Description

MEUTE.S – This series questions what drives us to form groups, establish families, create packs, and examines our deep-seated nature. Do humanity and animality ultimately have different essences? Could this impulse to gather not be an expression of a buried, repressed animality? Through an autobiographical narrative close to the initiatory tale, it tells the story of the search for our wild side, an attempt to reconnect with our secret nature. Through this exploration, it aims to uncover the importance of a voluntary rewilding in the process of reclaiming a certain vitality after a traumatic experience. Forming a pack, rediscovering the wild within our margins, in that tiny part where dreams and violence are born. Running through the woods, child at one’s side, tasting warm blood on the tongue, protecting the pack, the family. No matter the cost, forming a group in the face of danger, and finally, as night falls, nestling against each other, satiated and without fear. Rediscovering that animal part, purely sensitive, and finally tasting unconditional, pure, and full love. As it overwhelms us. Striking the earth with fists. Dancing on embers, twisting naked steel, feeling muscles tense, bulge. Feeling the fire. Howling at the moon, playing the wolf, and truly believing in it. Telling a story that’s 10,000 years old. Again and again. Telling one’s story. Forming a pack. Excavating this ancient and mythical being, this creature, part-human, part-beast, that has established its lair in the depths of our being, inhabiting and haunting us. Digging, unearthing our dark roots. Waiting for that distant echo. A rumor faithful to the downpour. Like a secret whispered in the ear. Like an offering placed in our interstices. Forming a pack. And, finally, touching the essence of things. Bending in the slightest breeze like the highest branch of the tallest tree. Trembling with tenderness, perched in the treetops. Closer to the sky than the earth. Finally. Vibrating at the slightest murmur of the world.



Biography

Thomas Coucq is a Brussels-based photographer, printer, and musician. He discovered photography at the age of 18 during preparatory studies in sound. Initially practicing it as an amateur, he avidly experimented with silver printing.
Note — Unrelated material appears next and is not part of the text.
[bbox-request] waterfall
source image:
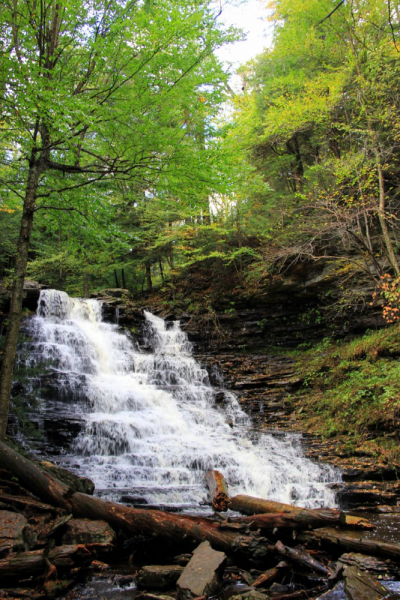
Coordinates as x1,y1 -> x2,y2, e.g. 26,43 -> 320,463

He later turned to journalism, which allowed him to sharpen his eye and pen in a professional setting. Simultaneously, he pursued a course in analog photography at the École des arts d’Ixelles. Returning to a purely visual approach in recent years, he dedicates himself entirely to analog photography, personally developing his images in a darkroom. His focus lies particularly in the realm of dreams, exploring the delicate boundary between tangible and sensory realities. He strives to capture the fragile fragments of the dream world that permeate our everyday lives. The resulting images narrate these stories through strong contrasts and captivating blacks, alternately brutal or delicate, reflecting a deliberate artistic choice. They are devoid of digital artifice, representing a return to simplicity that aims to reposition the pursuit of a certain vibrant truth at the core of our lives. — “I chose to only photograph on film and to print my images in the darkroom under the enlarger. No pixels, no screen. Sculpting light, inscribing it in silver grains on the negative, and then on paper in the tranquility of the darkroom allows me to infuse a slower tempo into my work, sometimes bordering on introspection. I can then dive into my images, let them inhabit me, grow within me until they emerge in their final form. This choice of ‘all-analog’ is also a way to place the body and instinct at the center of the creative act. Some gestures are performed like rituals, while others arise from an intuition rooted deep within us. Being attentive to these magical incursions during creation, following one’s intuition, letting oneself be overwhelmed by emotions, and intervening only on physical supports throughout the gestation of the images allows me to maintain a certain form of naivety, primitiveness, serving an unadorned narrative that does not succumb to trends and is imbued – I hope – with a certain sober virtuosity.”